Again I say, I really am noone special, anyone would do the same as I have done, you just do what you gotta do to keep on going, and just hope you keep on going. Trust me when say, I am not always strong, there are many days that it just seems so damn unfair, so impossible, and yet the only choice I have is to keep on, keepin on.

I also need to thank Norm big time, I can't imagine his thoughts when he knew he was going to have to be the one to deliver the news to me, as he picked up the reports and scans. I am sure he was as scared as I was. I have always been a worry wart and I thought sure his car was going to be pulling in to deliver bad news to me, I felt bad knowing he might have to deliver bad news to me... the first words out of his mouth when he called were "baby you can relax, it's all good" He is the stong one in this, he keeps me upbeat and finds the rainbow in any situation, and I am so glad I have him in my life.

Monday, July 14, 2008

A wonderful weekend


The weekend was wonderful. I got to hang out with my sister Debbie, brother in law Mike and Norm. We had such a good time just hanging out! My sister is the best of the best. They brought along everything, wouldn't even hear of us bringing anything. Normally I would have felt like a idiot showing up with just my diaper bag filled with meds and ensure but Debbie and Mike just have it going on. It's great to get to hang out with both of them. Debbie is one of the worlds best cooks and served some delicious food as usual!
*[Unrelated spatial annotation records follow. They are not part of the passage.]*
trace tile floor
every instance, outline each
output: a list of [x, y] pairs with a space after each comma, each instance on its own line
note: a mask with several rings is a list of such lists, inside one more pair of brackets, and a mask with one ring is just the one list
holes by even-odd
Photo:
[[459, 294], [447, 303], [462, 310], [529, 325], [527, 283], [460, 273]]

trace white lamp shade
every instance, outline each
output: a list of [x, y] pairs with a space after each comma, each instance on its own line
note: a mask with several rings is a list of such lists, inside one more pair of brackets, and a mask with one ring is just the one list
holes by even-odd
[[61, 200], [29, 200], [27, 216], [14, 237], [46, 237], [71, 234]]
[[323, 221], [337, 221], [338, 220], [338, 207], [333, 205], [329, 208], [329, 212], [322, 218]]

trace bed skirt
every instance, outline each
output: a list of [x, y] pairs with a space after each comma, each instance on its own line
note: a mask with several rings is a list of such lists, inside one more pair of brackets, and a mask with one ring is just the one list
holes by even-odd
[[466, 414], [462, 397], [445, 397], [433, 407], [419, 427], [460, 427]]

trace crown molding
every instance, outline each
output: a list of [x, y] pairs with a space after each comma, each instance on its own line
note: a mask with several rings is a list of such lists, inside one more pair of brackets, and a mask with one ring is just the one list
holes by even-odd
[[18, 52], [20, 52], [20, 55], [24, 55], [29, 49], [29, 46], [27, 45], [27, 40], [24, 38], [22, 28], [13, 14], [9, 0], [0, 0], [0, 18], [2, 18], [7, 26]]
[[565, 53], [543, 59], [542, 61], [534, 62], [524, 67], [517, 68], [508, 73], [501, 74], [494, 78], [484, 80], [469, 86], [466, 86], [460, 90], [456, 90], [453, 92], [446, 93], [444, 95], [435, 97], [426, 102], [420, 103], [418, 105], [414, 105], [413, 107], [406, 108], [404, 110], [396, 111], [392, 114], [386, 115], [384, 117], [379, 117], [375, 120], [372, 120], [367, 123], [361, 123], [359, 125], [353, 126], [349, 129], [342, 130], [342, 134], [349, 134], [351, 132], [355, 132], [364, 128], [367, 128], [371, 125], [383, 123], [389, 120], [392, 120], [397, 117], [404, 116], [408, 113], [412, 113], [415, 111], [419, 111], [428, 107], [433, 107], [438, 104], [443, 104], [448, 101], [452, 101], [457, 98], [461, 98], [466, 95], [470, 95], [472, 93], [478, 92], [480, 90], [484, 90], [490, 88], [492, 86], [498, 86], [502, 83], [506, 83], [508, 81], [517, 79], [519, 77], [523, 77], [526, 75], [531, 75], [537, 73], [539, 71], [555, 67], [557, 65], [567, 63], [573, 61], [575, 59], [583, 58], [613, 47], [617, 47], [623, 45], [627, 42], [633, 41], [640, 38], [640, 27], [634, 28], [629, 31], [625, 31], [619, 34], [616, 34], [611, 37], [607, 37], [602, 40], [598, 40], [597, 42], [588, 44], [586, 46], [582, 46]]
Of coarse, they made us sleep in their bedroom in the RV, they wouldnt even have that any other way, in Debbie style. Oh and we went to the race, but that was secondary to the fun and good time we had with Debbie and Mike. I told ya, I have a one of a kind family:) I didn't get to wave the flag, but it really was ok, who knows, maybe next year and if not I will wave the flag from heaven one day. I felt pretty good all weekend, between the 3 of them and some of their friends, they got me to and from the track. We took a wheelchair up with us but didn't even end up using it at all. With their friends, the trams and one of the tracks golf carts and the elevators at the track, there wasn't too much walking. Also, a HUGE thanks to the great guy that gave us tickets to the race! They were great seats and it was a lot of fun! After the race, Mikes brother was back at the RV, and it was great to see him. He is such a sweetheart, he got me and Norm matching Kurt Busch tshirts and we promised him we would take a picture of us wearing them. This is a picture of all of us, along with Mikes friend. Norm took about a zillion track pictures and was thrilled to get to see Mark Martin signing autographs, we were too late to get a ticket for the signing but Norm did get some fabulous pictures. We have never seen Mark Martin signing at the races so that was a huge treat for Norm.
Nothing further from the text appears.